F/OSS could make great inroads in the enterprise if it could peel away the management layer from the environment. some places are loathe to use windows on the server side; but they're forced to use windows on the client side, which means they need windows client management software, which invariably runs on windows servers, and often requires active directory.
so you have a far more difficult case to make for F/OSS servers if you already have windows servers running AD and your client management software.
this lack of concern (and sometimes outright contempt) for enterprise features in F/OSS is a big fat gift to microsoft and proprietary software.
pedant slapfight! pedant slapfight!
the primary difference being that the church of scientology hasn't managed to convince the vast majority of the ignorant that the CoS is somehow good.
OK, so a corporation should be allowed to try to extinguish our computing freedom by any means available, and if it doesn't work, we should let them make nice with us?

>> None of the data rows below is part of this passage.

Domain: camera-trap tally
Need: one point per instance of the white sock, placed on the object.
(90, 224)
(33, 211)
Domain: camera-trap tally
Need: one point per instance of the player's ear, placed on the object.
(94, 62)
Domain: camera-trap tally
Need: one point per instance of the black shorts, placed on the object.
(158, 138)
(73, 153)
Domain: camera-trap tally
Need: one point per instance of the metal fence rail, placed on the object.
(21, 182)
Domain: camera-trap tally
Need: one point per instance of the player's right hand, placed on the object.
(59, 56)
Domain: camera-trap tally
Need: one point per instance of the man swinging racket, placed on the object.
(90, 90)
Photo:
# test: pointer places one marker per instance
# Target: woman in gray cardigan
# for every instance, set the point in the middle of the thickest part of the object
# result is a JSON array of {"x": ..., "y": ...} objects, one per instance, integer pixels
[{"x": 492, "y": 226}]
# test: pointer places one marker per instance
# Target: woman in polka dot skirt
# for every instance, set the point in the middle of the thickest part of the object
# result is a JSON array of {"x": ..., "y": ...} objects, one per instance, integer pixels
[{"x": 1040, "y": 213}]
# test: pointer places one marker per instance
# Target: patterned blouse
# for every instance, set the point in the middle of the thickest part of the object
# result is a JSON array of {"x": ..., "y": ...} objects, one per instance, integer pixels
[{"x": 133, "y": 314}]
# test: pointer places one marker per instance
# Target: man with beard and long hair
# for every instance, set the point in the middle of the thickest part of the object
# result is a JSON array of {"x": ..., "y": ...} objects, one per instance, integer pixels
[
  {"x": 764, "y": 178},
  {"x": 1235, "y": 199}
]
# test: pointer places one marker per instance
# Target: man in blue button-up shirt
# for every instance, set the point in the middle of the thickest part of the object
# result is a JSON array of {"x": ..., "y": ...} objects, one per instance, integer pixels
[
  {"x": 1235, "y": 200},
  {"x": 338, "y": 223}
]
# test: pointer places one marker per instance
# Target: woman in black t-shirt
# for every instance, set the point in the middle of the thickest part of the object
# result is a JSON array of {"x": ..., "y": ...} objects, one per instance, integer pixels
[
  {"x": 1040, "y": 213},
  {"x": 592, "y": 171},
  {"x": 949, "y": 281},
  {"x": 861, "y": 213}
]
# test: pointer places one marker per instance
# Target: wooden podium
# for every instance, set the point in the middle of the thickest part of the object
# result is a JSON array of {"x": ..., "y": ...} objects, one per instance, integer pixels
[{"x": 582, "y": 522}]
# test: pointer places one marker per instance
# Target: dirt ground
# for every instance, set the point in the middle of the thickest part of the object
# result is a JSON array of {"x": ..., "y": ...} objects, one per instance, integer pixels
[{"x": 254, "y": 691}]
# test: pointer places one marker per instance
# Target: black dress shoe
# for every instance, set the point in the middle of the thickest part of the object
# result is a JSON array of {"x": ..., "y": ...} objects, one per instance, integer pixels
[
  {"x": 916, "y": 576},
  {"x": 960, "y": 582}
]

if i were among the crew invited to go, i'd be polite, not say much, listen very closely to what they have to say, agree to nothing, then go home and spend about a week trying to figure out what it was they were up to. then i'd do whatever it took to thwart them.
and the crux of their woes is a bunch of code that they cannot buy, written by volunteers that they cannot buy (except that asshole from IronPython), presenting their basement-dungeon captive customers with a way out completely unforseen by their corporate planners. and, on the spit-and-polish side, you have OS X available, which is mostly compatible with F/OSS.
their nasty, brutish house of cards is set to come tumbling down. microsoft is dead - fuck microsoft. can $20,000 per month to ralph reed save their souls? or funnel enough money to the corporatist government to eliminate the communist unamerican cancerous hippy competition, perhaps by invalidating the GPL or carefully crafted patent laws?
this is truly exciting. if it didn't directly threaten our computing freedom it might even be fun to watch.
basically like a symlink on linux?
Gimme a break. Who needs security from offline attacks more than security from online ones?
no no no, you've got it all wrong. by off-line attack they mean "installing linux".